Real benchmark data on Llama 3.1 8B tells the story:

Quantization Effective Bits Size GSM8K MMLU PPL Increase
FP16 16 15.3 GB 77.6% 63.5% baseline
Q8_0 8 8.1 GB 77.5% 63.4% +0.01
Q6_K 6.5 6.3 GB 78.2% 63.2% +0.03
Q5_K_M 5.5 5.5 GB 78.5% 62.8% +0.08
Q4_K_M 4.5 4.7 GB 77.4% 62.4% +0.24
Q3_K_M 3.5 3.8 GB 73.2% 62.0% +0.64

Q4_K_M is the sweet spot. A 70% size reduction for 0.24 points of perplexity. Most humans cannot tell the difference in output quality. Below Q3_K_M, degradation becomes noticeable.

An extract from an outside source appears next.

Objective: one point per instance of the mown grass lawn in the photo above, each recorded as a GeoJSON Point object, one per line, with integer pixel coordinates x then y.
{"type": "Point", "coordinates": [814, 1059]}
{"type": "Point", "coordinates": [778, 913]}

Above Q5_K_M, you’re paying memory for diminishing returns.

Recommendation: Use Q4_K_M as your default. Use Q5_K_M when quality is critical and you have memory to spare. Use Q3_K_M only for edge deployment where every megabyte counts. Don’t bother with Q2_K.

Other quantization methods worth understanding

AWQ (Activation-aware Weight Quantization) identifies that protecting just 1% of salient weight channels based on activation magnitudes dramatically reduces quantization error. 4-bit AWQ adds only 0.1 perplexity points versus FP16. It requires calibration data but produces hardware-friendly uniform bit-width output.

GPTQ uses approximate second-order information (the Hessian) to quantize weights one at a time, updating remaining weights to compensate for each quantization decision. On OPT-175B, 4-bit GPTQ adds only 0.03 perplexity. A 175B model quantizes in roughly 3.8 hours on an A100 (per the GPTQ paper).

TurboQuant from recent research targets KV cache compression rather than weight quantization. It achieves 3.5 bits per channel with zero quality loss using a data-oblivious two-stage approach: MSE-optimized quantization via random rotation (PolarQuant), followed by a 1-bit Johnson-Lindenstrauss transform on the residual. On an H100, attention processing runs 8x faster. This matters for long-context inference where the KV cache dominates memory.

For inference with GGUF models, K-quants are the right choice. For training, QLoRA with 4-bit quantization is the standard on both NVIDIA (BitsAndBytes) and Apple Silicon (MLX). For production serving, AWQ or GPTQ through vLLM.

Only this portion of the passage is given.